Andy then goes around and does his best to get to know each girl, sometimes being forced to talk to 2, 3, 4 at a time. He's all smiles and tries to ask them questions which seem really awkward. At some point, when he's talking to one of the ladies near the pool, he lays back on the chair and comments about the stars. AAHHH, I get it now!!! Andy has no game! That makes so much sense!


As the night goes on, the ladies get more and more drunk, and Andy gets more and more turned on. When the girls find out it's his birthday two of them decide to bake him a cake. The only problem is they don't have any eggs. Shoot, who needs eggs when you have tequila, right? Personally I think RUM would have been a better substitute, but hey, that's just me.

"See this is your hand..."

All ready we see some tension forming in the house and the cake's barely done cooking. One of the girls, let's call her Drunk Barbie...



... she decides to fall over. She starts laughing at herself, and the other girls start laughing too. One of the girls is laughing way too hard. In fact, when Drunk Barbie says something, under her breath which we don't hear, Bitch Barbie freaks out. She goes over and gets into her face as Drunk Barbie just sits there confused. I would have been too.

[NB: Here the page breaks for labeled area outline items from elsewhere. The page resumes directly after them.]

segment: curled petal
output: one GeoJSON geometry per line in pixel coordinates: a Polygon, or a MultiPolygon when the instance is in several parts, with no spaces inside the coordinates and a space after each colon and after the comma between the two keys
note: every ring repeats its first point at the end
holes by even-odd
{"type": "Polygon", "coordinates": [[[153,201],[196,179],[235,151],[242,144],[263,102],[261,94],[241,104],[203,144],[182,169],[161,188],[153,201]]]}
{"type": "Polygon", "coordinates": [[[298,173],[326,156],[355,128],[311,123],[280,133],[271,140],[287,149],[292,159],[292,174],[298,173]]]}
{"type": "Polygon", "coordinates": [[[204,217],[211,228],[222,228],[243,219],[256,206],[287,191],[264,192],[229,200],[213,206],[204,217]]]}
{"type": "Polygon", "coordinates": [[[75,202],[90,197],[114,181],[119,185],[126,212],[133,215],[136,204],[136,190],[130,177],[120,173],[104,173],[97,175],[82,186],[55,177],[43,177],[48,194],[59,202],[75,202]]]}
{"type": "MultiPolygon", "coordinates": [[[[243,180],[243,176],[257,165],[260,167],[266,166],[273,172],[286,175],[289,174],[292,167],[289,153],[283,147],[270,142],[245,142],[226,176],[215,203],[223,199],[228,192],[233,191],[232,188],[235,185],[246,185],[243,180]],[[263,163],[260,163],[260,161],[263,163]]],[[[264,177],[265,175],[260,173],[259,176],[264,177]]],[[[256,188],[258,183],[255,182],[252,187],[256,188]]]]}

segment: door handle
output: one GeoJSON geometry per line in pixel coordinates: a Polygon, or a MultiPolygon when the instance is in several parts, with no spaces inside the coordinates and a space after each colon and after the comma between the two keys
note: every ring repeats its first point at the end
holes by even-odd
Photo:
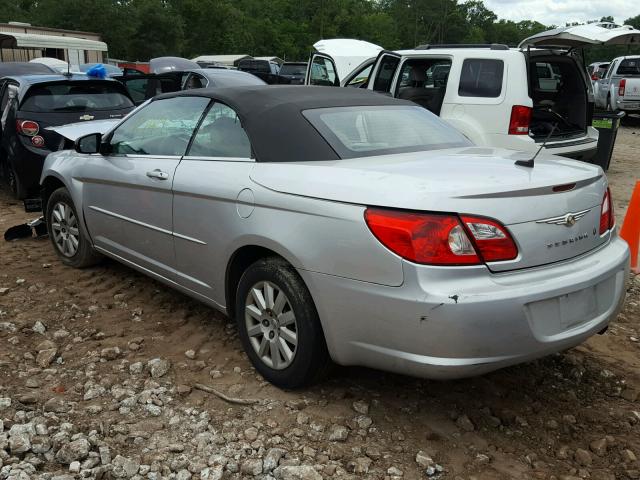
{"type": "Polygon", "coordinates": [[[169,174],[163,172],[159,168],[156,168],[155,170],[151,170],[150,172],[147,172],[147,177],[157,178],[158,180],[167,180],[169,178],[169,174]]]}

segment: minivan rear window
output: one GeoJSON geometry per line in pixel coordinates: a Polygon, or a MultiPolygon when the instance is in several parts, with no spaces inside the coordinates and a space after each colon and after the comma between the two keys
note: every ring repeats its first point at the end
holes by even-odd
{"type": "Polygon", "coordinates": [[[116,82],[49,83],[34,85],[27,92],[21,110],[26,112],[90,112],[133,107],[131,99],[116,82]]]}
{"type": "Polygon", "coordinates": [[[617,75],[640,75],[640,58],[626,59],[620,62],[617,75]]]}
{"type": "Polygon", "coordinates": [[[458,95],[496,98],[502,93],[504,62],[485,58],[467,58],[462,63],[458,95]]]}

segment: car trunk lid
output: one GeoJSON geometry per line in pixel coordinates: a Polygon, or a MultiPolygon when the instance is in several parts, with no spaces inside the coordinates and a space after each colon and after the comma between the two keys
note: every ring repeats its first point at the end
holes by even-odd
{"type": "MultiPolygon", "coordinates": [[[[54,130],[52,127],[57,127],[61,125],[67,124],[77,124],[79,121],[86,121],[87,123],[93,123],[91,120],[104,120],[110,121],[112,124],[119,121],[123,118],[127,113],[131,111],[131,108],[120,109],[120,110],[101,110],[101,111],[92,111],[90,113],[87,112],[18,112],[16,116],[16,121],[21,122],[24,120],[31,120],[38,124],[39,130],[38,135],[44,138],[45,144],[44,148],[51,151],[60,150],[64,144],[63,137],[67,138],[66,135],[60,135],[58,132],[54,130]]],[[[97,130],[87,132],[94,133],[97,130]]],[[[21,135],[23,140],[30,143],[30,138],[25,135],[21,135]]],[[[74,139],[75,140],[75,139],[74,139]]]]}
{"type": "Polygon", "coordinates": [[[494,272],[555,263],[608,240],[600,236],[606,180],[597,167],[541,154],[490,148],[308,163],[259,163],[251,178],[282,193],[403,210],[490,217],[511,232],[515,260],[489,264],[494,272]],[[305,178],[305,182],[295,181],[305,178]],[[555,190],[554,190],[555,187],[555,190]]]}

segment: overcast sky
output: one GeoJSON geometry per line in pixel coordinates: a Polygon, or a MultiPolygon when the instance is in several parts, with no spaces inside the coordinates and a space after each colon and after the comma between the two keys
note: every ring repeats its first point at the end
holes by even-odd
{"type": "Polygon", "coordinates": [[[564,26],[612,15],[617,23],[640,14],[638,0],[484,0],[499,18],[537,20],[545,25],[564,26]]]}

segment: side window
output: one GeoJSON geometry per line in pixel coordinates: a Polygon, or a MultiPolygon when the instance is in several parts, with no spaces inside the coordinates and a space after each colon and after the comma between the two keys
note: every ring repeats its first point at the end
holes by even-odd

Let's hope Andy isn't around to see this.

At some point, Anthem Barbie tells us that she's not as pretty as the other girls (really?) and that she has to make herself memorable so she takes Andy aside and sings the Star Spangled Banner to him. Unfortunately, she sounds more like Sanjaya then Melinda. But that's not fair, Sanjaya is WAY better. It's quite embarrassing, but Andy actually gets a little teared up. Rrriigghhhtt. A catch...?


So finally, after the nearly unbearable, embarrassing fiasco that is the "getting to know you" part of our evening, it's finally time for Andy to make his choice. He has a lot to choose from and feels overwhelmed. Luckily the girls made it a little easier for him when they found out it was his birthday and did things like back flips (literally), cooking him a tequila cake, and having her birthday on the same day as his. He just chose all those girls.

As he's choosing, it suddenly dawns on me that I miss I Love New York. I miss the gold and rhinestone chains, and New York tonguing the contestants and yelling at the ones she's not choosing. The Bachelor is where it all started, the rose, the hurt feelings of not getting chosen. Thank you Bachelor, thank you.


Dirty mouth? Clean it up!

Most of the people we've met tonight get a rose, save one person who hogged up way more camera time then she needed to. Bitch Barbie. She'd confronted the girl who got the rose at the beginning, told her it was just luck, and then laughed and confronted the Drunk Barbie when she fell, and now, she wasn't chosen. So she did what every woman who wanted to keep her dignity would do, she stormed out and started yelling at the camera. She even went as far to call Andy short with a big head. We all knew that, tell us something meaty we don't know. If you're going to fly off the handle, tell us how you overheard him tell someone he had herpes, or that he was really a woman. Girl please, you've known the guy for four hours and you're making a scene because he didn't choose you? You've gotten about five more minutes of screen time, but you've come off as a crazy bitch, hope you're happy.


So that was The Bachelor, and God help me, I'm sucked in. I'm gonna watch it, simply because I want to see more catty bitches and find out if he truly likes someone for their personality, or if he gets duped. Yeah, Andy's a dork, but he's cute, and sweet, and unlike most people on reality shows, I think this is his last ditch effort to find a woman. Poor guy.